5) Evaluation & monitoring: measure what matters

Groundedness: % of answer tokens supported by cited chunks.
Coverage: fraction of retrieved chunks actually cited.
Abstention rate: better to abstain than hallucinate.
Attack success rate (ASR): red-team corpus (indirect injections) → blocked %.
Vector churn & write burst: spikes = potential poisoning.
Privacy leakage: PII/secret detectors on outputs (precision/recall).
Latency & cost with guardrails on (budget reality).

6) Privacy & compliance

Data minimization & retention for logs and prompts.
Mask secrets/PII in prompts; prefer on-prem or VPC-hosted models for sensitive data.
Map controls to NIST AI RMF, ISO/IEC 42001, SOC 2, GDPR (lawful basis, DSAR searchability).

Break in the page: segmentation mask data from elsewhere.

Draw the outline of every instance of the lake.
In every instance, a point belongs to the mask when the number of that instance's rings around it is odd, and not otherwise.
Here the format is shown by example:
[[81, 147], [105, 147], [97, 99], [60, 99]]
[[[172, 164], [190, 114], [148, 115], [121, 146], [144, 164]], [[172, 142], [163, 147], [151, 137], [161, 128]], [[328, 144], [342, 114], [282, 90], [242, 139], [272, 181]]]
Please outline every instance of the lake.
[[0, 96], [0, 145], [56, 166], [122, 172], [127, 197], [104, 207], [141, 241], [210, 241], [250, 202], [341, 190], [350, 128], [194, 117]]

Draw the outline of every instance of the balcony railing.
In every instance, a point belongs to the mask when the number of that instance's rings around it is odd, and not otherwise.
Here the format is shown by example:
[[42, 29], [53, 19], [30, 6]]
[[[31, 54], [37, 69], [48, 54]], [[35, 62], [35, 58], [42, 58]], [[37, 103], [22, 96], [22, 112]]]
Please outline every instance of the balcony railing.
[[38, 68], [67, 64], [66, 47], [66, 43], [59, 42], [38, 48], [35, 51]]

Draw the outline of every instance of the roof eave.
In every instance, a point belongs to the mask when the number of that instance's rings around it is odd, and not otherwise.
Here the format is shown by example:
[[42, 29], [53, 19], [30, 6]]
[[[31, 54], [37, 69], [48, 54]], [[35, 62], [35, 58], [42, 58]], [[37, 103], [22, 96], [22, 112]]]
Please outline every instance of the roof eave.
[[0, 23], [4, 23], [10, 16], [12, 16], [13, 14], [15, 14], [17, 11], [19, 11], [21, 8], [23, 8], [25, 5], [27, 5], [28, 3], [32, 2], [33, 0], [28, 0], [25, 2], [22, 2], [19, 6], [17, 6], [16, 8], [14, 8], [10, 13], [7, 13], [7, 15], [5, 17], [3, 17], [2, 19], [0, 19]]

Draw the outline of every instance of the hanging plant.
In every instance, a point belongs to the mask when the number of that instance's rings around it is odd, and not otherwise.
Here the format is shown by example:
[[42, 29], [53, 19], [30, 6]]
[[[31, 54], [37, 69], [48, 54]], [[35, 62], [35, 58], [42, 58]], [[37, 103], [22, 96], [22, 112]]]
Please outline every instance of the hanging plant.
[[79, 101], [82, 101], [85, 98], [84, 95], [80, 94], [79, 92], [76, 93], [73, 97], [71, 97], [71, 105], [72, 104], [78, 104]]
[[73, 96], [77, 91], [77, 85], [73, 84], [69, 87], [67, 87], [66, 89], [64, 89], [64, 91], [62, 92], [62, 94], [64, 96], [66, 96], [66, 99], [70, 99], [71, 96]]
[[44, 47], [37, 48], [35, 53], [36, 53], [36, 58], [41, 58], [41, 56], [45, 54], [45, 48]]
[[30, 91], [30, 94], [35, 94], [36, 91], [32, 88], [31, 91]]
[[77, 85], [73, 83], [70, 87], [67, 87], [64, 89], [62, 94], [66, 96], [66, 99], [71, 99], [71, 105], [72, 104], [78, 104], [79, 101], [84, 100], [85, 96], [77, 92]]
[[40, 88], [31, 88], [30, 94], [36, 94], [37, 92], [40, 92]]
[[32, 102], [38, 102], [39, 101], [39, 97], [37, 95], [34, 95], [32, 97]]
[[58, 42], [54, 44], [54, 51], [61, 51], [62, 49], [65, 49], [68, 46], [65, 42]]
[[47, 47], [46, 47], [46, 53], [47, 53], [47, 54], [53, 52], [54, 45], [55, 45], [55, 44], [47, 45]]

7) Failure modes (and fixes)

Citations exist but irrelevant → require quote spans and overlap scoring with question.
Tenant cache leaks → per-tenant caches; include tenant_id in cache key.
Reranker hallucination → pair with policy filter first; cap max tokens from a single source.
Tool egress → explicit allowlists; block IP literals & *.pastebin*/*bin*.

8) 30-60-90 day rollout

Days 1–30 (Foundations)

Build ingest gateway + sanitizers; sign chunks; per-tenant collections; turn on telemetry.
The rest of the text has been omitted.